Aussie tax: Australia’s new super-tax on mining companies may be a pre-election profit grab, but that doesn’t make it bad. It is a counter-cyclical measure that the targets will hate — as long as times are good.
The idea behind the new tax sounds populist: to recoup “super” profits resulting from the recent commodities boom. The price of iron ore from Australia has doubled in a year, while coal has risen more than half. Such high prices provide miners with huge “economic rents”, profits in excess of the costs of doing business. The spot price for iron ore is eight times what the biggest producers spend to dig it out of the ground.
But over time, the tax plan should be good for producers, despite a headline tax rate of 40 per cent. Today, Australia’s miners pay a fixed levy per tonne of production, whatever the market price. That's great for boom time profits, penalises high cost and still unprofitable projects. It also raises the selling price needed to make marginal mines pay off. And like any fixed cost, it makes businesses more exposed to swings in the value of the products they sell.
Since the new tax is based on profits, it will make the good times less good. That might discourage excessive investment in new mines, which can make the bad times worse. Also, the new tax offers deductions for capital expenditure and exploration, which should keep investment from falling too much when prices are low — contrary to the argument given by my colleague Martin Hutchinson.

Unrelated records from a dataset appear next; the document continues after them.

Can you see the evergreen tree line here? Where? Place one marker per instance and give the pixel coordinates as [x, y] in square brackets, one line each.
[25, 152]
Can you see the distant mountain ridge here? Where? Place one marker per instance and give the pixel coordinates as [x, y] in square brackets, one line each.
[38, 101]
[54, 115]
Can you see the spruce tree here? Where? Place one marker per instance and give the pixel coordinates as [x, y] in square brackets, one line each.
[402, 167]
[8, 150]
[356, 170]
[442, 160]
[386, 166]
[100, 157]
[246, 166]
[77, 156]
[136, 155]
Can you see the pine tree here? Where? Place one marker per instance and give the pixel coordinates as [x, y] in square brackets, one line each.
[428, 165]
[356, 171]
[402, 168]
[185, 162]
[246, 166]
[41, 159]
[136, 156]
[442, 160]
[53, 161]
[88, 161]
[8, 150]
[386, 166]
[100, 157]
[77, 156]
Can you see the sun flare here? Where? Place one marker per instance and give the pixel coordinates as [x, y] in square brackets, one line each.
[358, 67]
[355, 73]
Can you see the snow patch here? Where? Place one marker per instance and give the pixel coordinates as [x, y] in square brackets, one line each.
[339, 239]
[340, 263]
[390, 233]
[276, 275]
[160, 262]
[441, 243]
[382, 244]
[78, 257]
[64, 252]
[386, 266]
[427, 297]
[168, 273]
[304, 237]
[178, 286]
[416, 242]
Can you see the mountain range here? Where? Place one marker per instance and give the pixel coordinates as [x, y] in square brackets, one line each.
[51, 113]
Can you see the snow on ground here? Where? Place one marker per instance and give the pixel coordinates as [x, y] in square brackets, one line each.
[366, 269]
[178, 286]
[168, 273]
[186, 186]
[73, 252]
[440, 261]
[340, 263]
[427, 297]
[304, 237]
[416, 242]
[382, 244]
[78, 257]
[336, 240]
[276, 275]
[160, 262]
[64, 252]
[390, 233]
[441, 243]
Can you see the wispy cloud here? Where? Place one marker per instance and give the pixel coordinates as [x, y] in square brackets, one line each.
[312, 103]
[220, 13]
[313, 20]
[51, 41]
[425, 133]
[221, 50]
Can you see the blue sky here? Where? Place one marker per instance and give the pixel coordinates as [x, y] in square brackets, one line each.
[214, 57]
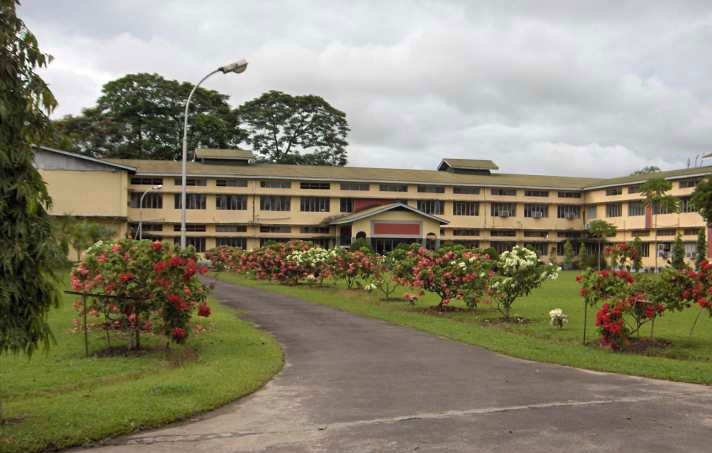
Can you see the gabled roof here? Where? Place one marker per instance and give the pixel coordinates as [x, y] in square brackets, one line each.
[119, 165]
[468, 164]
[370, 212]
[224, 154]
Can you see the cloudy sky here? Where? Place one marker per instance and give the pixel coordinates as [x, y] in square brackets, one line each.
[581, 88]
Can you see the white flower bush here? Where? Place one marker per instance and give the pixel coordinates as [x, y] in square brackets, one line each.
[518, 272]
[557, 318]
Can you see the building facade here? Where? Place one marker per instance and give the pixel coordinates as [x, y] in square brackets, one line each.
[232, 200]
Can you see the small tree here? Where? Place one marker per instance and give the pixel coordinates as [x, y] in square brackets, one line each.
[700, 248]
[655, 197]
[568, 254]
[638, 255]
[678, 254]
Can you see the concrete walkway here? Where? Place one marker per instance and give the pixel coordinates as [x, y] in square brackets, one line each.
[361, 385]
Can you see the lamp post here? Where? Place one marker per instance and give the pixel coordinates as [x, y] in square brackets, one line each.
[139, 233]
[237, 67]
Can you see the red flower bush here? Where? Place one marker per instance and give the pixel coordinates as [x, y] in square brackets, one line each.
[155, 287]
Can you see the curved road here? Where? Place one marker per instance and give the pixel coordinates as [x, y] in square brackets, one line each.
[362, 385]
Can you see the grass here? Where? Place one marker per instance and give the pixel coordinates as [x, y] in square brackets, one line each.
[61, 399]
[687, 359]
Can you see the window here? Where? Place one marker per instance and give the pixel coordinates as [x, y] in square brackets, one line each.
[196, 242]
[146, 181]
[465, 232]
[314, 204]
[274, 203]
[614, 209]
[315, 229]
[192, 201]
[231, 182]
[192, 227]
[686, 205]
[568, 234]
[240, 243]
[275, 184]
[503, 209]
[536, 234]
[315, 185]
[152, 200]
[466, 190]
[536, 193]
[362, 186]
[431, 189]
[687, 183]
[275, 229]
[191, 182]
[564, 211]
[222, 228]
[231, 202]
[536, 210]
[431, 206]
[470, 208]
[346, 205]
[636, 208]
[393, 188]
[503, 233]
[503, 192]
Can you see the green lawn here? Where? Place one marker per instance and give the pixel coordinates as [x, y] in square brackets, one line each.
[61, 399]
[688, 359]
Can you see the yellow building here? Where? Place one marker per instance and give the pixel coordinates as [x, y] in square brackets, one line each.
[232, 200]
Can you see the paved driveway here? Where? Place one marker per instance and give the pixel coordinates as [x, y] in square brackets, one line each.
[362, 385]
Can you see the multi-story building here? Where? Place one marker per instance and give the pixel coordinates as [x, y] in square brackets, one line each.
[232, 200]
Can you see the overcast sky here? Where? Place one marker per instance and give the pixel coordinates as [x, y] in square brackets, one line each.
[579, 88]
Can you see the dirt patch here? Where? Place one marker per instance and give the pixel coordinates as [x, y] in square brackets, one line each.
[506, 322]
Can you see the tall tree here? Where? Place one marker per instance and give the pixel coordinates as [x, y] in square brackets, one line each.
[28, 285]
[294, 129]
[141, 116]
[655, 197]
[600, 230]
[646, 170]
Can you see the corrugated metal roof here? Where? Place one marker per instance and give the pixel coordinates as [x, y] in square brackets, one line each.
[361, 174]
[469, 164]
[226, 154]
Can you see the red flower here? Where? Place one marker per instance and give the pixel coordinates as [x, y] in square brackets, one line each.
[203, 310]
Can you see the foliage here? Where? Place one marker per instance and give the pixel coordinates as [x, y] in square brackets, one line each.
[452, 273]
[701, 199]
[155, 286]
[141, 116]
[557, 318]
[519, 271]
[28, 283]
[700, 248]
[295, 129]
[678, 254]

Finally, it would reduce the effect of commodity “financialisation” on miners. Easy money has magnified the effect of supply shortages on prices. It seems fair for taxpayers to get more gains and shareholders to get less.
Don’t expect miners to see it that way. They will have to revalue their assets, and watch their shares fall as investors do the same. Mining assets could lose 7 per cent of their value, according to Deutsche Bank. But any measure that stabilises the commodity market deserves a hearing — and producers may eventually be thankful.